Coda en sordina. En 1983, Norberto Bobbio pronunció una conferencia con el título Elogio della mitezza, que ha sido traducido como “elogio de la templanza” pero puede serlo también -no obstante los problemas que se indicarán- como “elogio de la mansedumbre”. Mitezza es una palabra que el italiano ha heredado del latín (en castellano no existe, solo el verbo “mitigar” la evoca) y un importante matiz la diferencia de mansuetudine. La mansedumbre en sentido de mitezza no es -como la mansuetudine– algo de orden individual sino que refiere una forma de vínculo con los demás, un modo de ser respecto de los otros, es decir alberga una dimensión pública y social. Es siempre activa y abierta al mundo. Una disposición y una disponibilidad. También, una potencia. Dice Bobbio: “la potencia de dejar a otro ser lo que es”. Así entendida de ahora en más cuando hablamos de ella (como mitezza), la mansedumbre es la potencia de los débiles, de los humillados y nunca de los poderosos. Sus contrarios son la soberbia, arrogancia, la protervia, la imposición de reconocimiento, la competencia, la vanagloria. Dicho esto, es necesario inmediatamente precisar que mansedumbre no equivale a sumisión, ni a pasividad ni a consentimiento ni a resignación ni a aceptación impotente de una dominación dada. Tampoco se confunde con la humildad ni con la modestia. No es una tristitia.

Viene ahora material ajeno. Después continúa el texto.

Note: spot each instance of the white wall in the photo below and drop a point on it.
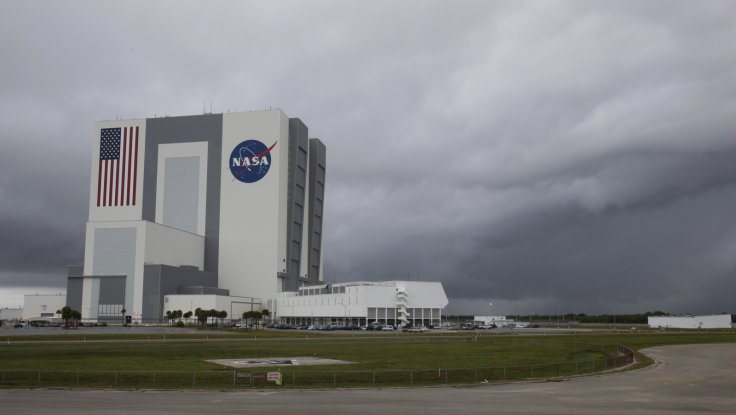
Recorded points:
(35, 305)
(253, 220)
(358, 298)
(715, 321)
(235, 306)
(154, 243)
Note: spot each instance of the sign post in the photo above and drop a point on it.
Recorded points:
(274, 377)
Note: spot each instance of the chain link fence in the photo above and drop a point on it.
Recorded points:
(298, 378)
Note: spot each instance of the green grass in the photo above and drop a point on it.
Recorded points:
(99, 360)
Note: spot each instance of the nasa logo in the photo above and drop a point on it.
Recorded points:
(250, 161)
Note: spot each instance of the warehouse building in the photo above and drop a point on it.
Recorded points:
(689, 321)
(396, 303)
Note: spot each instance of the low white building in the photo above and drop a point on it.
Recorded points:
(10, 314)
(235, 306)
(362, 303)
(42, 306)
(488, 320)
(688, 321)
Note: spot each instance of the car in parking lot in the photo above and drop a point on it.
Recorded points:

Y precisar también que el de mansedumbre no es un concepto político -incluso, dice Bobbio, es “la otra cara de la política”. La política, en efecto, es lucha por el poder. Y el poder no encuentra otro límite que el poder: nunca se detiene ante las meras palabras que reclaman justicia, ni ante las puras ideas, por lo que toda perspectiva emancipatoria deberá asumir una materialidad concreta sin la nunca podría prosperar. La mansedumbre, en cambio, es impolítica. Escribe el viejo filósofo que ha dedicado su vida a la reflexión sobre la política: “Precisamente por eso [la mansedumbre] me interesa de manera particular. No se puede cultivar la filosofía política sin tratar de comprender lo que hay más allá de la política, sin adentrarse, precisamente, en la esfera de lo no político, sin establecer los límites entre lo político y lo no político. La política no lo es todo. La idea de que todo es política es simplemente monstruosa. Puedo decir que he descubierto la mansedumbre en este viaje de exploración más allá de la política”.
Lo que en sordina quisiera sugerir es que, así comprendida, como el exacto contrario de la afectividad odiante que impera por habilitación ideológica, la mansedumbre puede ser considerada el corazón impolítico de las luchas políticas que deberá librar el antifascismo. Para ser eficaz deberá hacerlo sin ingenuidad y sin candor, con el realismo y la intensidad que impone el combate cultural y social contra lo que hay en frente. Sin candor. Impulsado por una mansedumbre activa.